Bagi Kong Ji, kalau sampai Hui Lian tewas memang tidak apa-apa. Akan tetapi di dalam hati kecilnya ada rasa sayang kepada bekas sumoinva ini dan ia tidak tega kalau melihat Hui Lian tewas. Apalagi ia tahu bahwa kalau hal ini terjadi, permusuhan dengan pihak Hwa I Enghiong akan menjadi makan besar dan selamanya ia takkan merasa aman lagi. Dengan orang seperti Go Ciang Le itu lebih aman bersahabat daripada bermusuh, lebih baik menjadi kawan daripada menjadi lawan. Setidaknya jangan menanam rasa permusuhan besar dan dendam yang melahirkan pembalasan-pembalasan.

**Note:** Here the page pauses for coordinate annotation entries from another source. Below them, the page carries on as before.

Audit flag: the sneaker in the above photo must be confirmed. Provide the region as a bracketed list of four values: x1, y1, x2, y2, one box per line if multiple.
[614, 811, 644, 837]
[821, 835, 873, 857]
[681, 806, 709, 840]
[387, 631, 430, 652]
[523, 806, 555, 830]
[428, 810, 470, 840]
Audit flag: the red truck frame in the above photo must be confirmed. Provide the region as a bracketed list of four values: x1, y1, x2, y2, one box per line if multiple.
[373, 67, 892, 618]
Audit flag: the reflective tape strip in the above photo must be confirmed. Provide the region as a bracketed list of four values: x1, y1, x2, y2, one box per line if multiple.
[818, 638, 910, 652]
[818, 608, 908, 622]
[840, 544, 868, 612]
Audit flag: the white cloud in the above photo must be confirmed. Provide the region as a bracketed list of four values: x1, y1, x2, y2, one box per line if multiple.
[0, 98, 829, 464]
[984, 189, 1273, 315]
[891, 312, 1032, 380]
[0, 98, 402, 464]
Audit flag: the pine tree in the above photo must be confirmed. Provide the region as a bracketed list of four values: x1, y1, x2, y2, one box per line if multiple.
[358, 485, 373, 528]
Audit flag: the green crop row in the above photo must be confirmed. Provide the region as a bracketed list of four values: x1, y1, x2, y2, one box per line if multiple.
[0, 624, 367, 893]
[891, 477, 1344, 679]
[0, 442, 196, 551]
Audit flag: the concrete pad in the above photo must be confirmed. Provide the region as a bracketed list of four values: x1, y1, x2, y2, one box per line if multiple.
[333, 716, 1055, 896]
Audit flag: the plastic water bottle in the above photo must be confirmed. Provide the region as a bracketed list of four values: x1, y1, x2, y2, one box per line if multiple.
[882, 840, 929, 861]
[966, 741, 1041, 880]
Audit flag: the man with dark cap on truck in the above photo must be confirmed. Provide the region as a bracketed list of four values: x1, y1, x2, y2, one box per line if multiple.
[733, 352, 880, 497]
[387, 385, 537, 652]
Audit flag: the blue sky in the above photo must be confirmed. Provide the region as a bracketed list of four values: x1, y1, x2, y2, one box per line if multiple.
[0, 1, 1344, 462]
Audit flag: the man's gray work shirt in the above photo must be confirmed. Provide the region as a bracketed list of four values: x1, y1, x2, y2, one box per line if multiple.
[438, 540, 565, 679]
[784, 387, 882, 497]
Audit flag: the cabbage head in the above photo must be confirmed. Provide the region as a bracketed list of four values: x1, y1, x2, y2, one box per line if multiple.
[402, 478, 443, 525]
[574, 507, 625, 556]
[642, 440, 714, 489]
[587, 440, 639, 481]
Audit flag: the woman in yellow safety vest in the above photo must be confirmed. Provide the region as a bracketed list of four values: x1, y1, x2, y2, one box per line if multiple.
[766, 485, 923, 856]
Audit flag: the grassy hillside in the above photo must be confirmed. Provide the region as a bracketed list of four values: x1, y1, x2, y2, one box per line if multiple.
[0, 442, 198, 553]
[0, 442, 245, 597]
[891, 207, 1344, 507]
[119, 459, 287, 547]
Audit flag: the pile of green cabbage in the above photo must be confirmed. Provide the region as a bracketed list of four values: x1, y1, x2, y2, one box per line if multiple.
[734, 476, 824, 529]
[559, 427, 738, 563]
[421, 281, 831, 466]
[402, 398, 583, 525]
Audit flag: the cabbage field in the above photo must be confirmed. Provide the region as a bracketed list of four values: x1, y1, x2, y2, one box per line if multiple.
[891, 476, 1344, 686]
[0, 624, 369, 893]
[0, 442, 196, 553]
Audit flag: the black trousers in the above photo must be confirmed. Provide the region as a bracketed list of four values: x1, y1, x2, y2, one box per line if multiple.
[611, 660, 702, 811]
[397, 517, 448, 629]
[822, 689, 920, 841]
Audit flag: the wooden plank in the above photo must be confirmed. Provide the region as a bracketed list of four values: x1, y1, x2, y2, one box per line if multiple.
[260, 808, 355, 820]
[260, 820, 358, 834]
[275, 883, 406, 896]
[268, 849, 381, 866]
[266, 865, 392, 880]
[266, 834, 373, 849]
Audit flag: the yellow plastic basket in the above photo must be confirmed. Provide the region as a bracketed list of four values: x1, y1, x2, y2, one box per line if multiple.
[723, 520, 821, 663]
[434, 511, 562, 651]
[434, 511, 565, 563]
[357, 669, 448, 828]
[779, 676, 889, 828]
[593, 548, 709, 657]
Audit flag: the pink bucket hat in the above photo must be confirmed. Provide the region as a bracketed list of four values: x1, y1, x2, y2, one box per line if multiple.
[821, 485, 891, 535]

Diam-diam Kong it mengeluarkan suatu dari saku bajunya dan memandang ke arah pertempuran dengan penuh perhatian. Saat yang dikhawattrkan tiba. Ketika nona itu menyerang dengan pedangnya secara cepat sekali. Giok Seng Cu membuang diri ke kiri, terus bergulingan di atas tanah. Ini merupakan pancingan yang hanya dimengerti oleh Kong ji. Akan tetapi Hui Lian mengira bahwa ia telah dapat mendesak, maka dengan hati besar ia mengejar.
Tiba-tiba Giok Seng Cu membalikkan tubuh dan selagi tubuhrnya masih mendekam, ia mengirim pukulan Tin-san kang ke arah Hui Lian! Inilah hebatnya pancingan itu. Pukulan Tin-san-kang memang dilakukan dengan tubuh merendah, makin rendah makin kuatlah pukulan itu, maka dalam bergulingan Giok Seng Cu selain memancing lawan datang mengejar, juga dapat mengatur kedudukan yang amat baik untuk melakukan pukulan tiba-tiba.
Hui Lian melihat ini dan mengerti namun terlambat. Ketika ia mengelak angin pukulan Tin san-kang sudah menghantamnya biarpun ia sudah mengelak, pundaknya masih terdorong, membuat ia terguling! Giok Seng Cu mengeluarkan seruan girang, melompat dan mengejar, bermaksud mengirim pukulan ke dua yang tentu akan mematikan gadis itu. Terdengar Bi Lan menjerit dan Ciang Le menahan napas. Tentu saja kalau mereka mau, mereka dapat menyerang Giok Seng Cu, akan tetapi ini bukanlah laku orang gagah. Mereka ini lebih baik kehilangan puteri daripada harus melanggar peraturan kang-ouw.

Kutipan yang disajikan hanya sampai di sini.